At the time, Josef Zindel was a sports reporter at the Basler Zeitung who was also a cabaret artist. His style was close to that of the feuilleton, he worked with figures of speech, personal comparisons, and with a twinkle in his eye. I found that entertaining. And I think it was new. Other sports reporters (who are still mostly men) simply described sporting events chronologically.
Abdicating supreme disciplines
Zindel, it seems in retrospect, cared less about departmental boundaries than others. An architectural journalist writing about basketball (or a basketball journalist writing about architecture); now that's something I would like to read. I am convinced that they would help me to understand, put in the translation work, put things in order for me. An art critic who writes about painting is like a sports reporter writing about tennis: predictable for insiders, hard to understand for outsiders.
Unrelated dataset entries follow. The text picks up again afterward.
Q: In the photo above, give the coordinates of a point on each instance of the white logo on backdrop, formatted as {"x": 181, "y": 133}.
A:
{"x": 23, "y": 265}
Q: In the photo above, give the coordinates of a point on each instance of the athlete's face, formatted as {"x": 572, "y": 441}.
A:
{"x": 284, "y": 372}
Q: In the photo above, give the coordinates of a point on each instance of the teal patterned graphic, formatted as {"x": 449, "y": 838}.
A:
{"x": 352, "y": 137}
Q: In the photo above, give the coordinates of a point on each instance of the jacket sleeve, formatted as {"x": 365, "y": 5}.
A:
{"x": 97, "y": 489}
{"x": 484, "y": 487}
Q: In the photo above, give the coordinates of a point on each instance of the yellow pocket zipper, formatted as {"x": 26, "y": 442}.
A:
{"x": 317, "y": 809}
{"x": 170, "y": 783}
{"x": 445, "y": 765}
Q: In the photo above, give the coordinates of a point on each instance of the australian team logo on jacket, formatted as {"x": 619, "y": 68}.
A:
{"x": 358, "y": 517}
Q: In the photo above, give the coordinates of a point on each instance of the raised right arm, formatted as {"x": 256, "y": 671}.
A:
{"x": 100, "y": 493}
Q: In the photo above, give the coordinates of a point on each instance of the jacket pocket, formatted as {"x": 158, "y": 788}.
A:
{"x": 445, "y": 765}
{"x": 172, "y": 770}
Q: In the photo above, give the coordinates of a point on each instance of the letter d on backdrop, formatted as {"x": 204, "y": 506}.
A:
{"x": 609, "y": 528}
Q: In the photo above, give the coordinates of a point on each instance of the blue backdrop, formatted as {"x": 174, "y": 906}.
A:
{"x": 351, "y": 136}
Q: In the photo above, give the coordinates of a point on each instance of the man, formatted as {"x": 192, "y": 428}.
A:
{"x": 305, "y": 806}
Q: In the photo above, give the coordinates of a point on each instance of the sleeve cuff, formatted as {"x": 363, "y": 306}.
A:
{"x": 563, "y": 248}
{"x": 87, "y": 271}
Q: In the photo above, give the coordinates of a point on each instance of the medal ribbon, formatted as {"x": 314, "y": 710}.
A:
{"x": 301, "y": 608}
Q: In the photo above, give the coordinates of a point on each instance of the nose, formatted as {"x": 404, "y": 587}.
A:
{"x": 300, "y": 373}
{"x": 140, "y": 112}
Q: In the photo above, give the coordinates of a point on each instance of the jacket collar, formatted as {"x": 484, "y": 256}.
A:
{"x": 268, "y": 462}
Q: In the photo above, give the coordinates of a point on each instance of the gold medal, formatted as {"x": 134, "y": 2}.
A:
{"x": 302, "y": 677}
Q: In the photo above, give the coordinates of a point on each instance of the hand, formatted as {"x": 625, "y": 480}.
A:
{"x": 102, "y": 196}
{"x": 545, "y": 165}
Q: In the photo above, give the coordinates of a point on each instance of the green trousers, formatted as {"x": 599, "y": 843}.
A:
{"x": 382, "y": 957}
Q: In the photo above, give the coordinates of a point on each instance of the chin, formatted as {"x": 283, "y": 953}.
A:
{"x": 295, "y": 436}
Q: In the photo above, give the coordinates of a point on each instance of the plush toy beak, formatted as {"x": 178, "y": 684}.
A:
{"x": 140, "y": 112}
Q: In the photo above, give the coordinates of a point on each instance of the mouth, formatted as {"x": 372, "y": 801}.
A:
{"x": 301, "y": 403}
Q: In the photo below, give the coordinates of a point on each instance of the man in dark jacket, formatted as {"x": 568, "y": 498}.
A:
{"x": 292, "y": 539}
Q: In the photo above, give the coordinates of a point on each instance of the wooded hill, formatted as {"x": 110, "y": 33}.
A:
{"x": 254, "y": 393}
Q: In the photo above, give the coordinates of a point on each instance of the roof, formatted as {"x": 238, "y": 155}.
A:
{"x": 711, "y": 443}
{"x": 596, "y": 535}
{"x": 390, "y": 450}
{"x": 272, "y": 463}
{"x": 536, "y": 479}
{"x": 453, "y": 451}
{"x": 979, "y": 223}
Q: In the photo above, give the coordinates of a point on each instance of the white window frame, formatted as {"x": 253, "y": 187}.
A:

Classifying in genres is important; it gives structure, helps to situate. But if we overcome the genres and connect them the distinction between insiders and outsiders becomes obsolete. Exploring or dissolving genre boundaries is therefore at least as important. Those who draw over the lines create something new.
Perhaps the feuilleton is the epitome of newspaper writing. When art and culture form the superstructure of a society, it is mirrored, decomposed and renegotiated here. And yet the feuilleton is losing space and resonance - much like the decathlon, which was long regarded as the supreme discipline of sport. Are they both victims of specialization, of bubbleization?
I, for one, can hardly type the word feuilleton without having to concentrate very hard on the correct sequence of letters. And if I had to find a dictionary definition for feuilleton, I would choose: "the toil before the sport".